Gloria (Cheryl Smith), Joseph’s boss, offers the strongest, and strangest, example of Sontag’s acknowledgment that we hold “dual citizenship” in the territories of sickness and health. To describe her as neurotic would be too easy. Instead, and this is what is so often missing from unsound plays, Karam accounts for her odd behavior with a plausible backstory and monologues that are psychologically in step with it. There is no disconnect between her words and her actions. Gloria’s language overflows with Too Much Information. Nobody wants to hear what she has to say. Her lines express the burden of her isolation but Smith delivers them with a resonant and wry élan. Gloria has more than one illness of her own, including clinical depression, but when Smith speaks in her voice we laugh with and feel for her.
The subplot fueling the action of the play concerns the recent death of Joseph’s and Charles’ father. Vin (Marcus Steele), a local college kid, inadvertently caused his death. For the three remaining members of the Douaihy family, the accident is life-changing but more so for Joseph. He becomes the de facto head of the family but is emotionally unprepared for the job. Kerr, though, is at home in Joseph’s skin, easily expressing his discomfort with conviction. When a potential love interest arrives on the scene, it forces him, in a different way, to confront the complications and frustrations of becoming an adult and a man.

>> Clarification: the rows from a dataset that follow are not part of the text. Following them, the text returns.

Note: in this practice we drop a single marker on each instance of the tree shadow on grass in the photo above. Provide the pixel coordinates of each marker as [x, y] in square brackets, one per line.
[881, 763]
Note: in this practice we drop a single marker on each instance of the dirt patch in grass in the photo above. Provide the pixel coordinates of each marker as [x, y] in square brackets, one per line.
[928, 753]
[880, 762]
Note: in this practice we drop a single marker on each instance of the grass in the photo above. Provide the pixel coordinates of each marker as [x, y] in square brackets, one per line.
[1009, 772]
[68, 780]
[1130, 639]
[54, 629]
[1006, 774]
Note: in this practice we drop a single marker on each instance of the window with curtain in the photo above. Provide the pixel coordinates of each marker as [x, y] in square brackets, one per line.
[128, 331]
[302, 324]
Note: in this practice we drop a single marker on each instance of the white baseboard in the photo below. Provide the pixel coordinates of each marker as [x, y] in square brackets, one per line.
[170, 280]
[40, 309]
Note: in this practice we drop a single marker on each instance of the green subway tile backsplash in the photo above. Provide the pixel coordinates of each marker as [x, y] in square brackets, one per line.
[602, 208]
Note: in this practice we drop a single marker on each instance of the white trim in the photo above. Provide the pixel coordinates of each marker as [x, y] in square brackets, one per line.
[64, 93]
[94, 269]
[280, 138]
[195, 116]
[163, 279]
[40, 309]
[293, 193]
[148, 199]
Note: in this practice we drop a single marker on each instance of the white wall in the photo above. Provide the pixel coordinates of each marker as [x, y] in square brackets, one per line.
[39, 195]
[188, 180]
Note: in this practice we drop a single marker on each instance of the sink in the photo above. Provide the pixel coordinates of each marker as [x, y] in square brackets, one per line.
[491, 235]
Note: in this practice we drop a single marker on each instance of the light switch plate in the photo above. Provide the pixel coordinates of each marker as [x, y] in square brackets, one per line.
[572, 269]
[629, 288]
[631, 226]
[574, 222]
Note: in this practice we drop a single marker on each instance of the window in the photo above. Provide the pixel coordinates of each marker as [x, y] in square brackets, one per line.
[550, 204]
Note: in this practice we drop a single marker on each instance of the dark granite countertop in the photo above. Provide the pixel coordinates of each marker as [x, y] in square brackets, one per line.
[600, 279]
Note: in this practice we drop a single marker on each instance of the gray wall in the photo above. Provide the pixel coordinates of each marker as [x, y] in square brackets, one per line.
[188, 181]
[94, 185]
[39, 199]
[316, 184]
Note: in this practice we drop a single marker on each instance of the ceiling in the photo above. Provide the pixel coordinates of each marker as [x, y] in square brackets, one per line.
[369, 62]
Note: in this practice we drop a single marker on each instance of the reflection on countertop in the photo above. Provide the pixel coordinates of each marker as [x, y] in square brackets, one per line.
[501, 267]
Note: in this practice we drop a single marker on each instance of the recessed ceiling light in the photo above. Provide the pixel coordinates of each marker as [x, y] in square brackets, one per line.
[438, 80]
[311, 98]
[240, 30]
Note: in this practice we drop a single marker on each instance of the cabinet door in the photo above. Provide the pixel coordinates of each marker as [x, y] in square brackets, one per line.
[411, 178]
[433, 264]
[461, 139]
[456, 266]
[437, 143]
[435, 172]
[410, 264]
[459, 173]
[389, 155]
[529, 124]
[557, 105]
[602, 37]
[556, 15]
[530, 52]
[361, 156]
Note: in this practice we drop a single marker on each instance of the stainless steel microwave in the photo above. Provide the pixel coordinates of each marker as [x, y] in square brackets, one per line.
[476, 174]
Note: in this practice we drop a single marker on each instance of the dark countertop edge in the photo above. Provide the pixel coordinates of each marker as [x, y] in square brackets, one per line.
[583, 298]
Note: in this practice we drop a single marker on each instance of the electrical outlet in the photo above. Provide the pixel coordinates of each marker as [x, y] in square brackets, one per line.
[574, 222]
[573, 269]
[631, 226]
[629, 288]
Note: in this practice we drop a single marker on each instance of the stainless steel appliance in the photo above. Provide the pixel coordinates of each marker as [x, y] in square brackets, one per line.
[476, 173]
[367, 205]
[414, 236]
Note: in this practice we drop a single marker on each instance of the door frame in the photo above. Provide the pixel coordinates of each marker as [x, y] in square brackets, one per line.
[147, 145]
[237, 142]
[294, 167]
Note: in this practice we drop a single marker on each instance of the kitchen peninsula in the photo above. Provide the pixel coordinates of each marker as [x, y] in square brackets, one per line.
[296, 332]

Sons of the Prophet also explores, if recessively, the duality of living between two cultures. The Douaihy brothers are both Lebanese and American, and, it turns out, both of them are also gay. Their sexuality, along with their Lebanese heritage, is presented as a given, nodded at and accepted by all. The play was originally produced during President Obama’s first term in 2011, when the country had supposedly embraced the age of identity politics. After the November election, that notion has faded as fast as an unearthed relic that’s unused to the Earth’s polluted atmosphere. That the play itself is vibrant and funny and relevant only underlines the poignancy of an era that’s about to come to a shocking and abrupt close.
Sons of the Prophet, through Dec. 18, at New Conservatory Theatre Center, 25 Van NessAve., 415-861-8972 or nctcsf.org.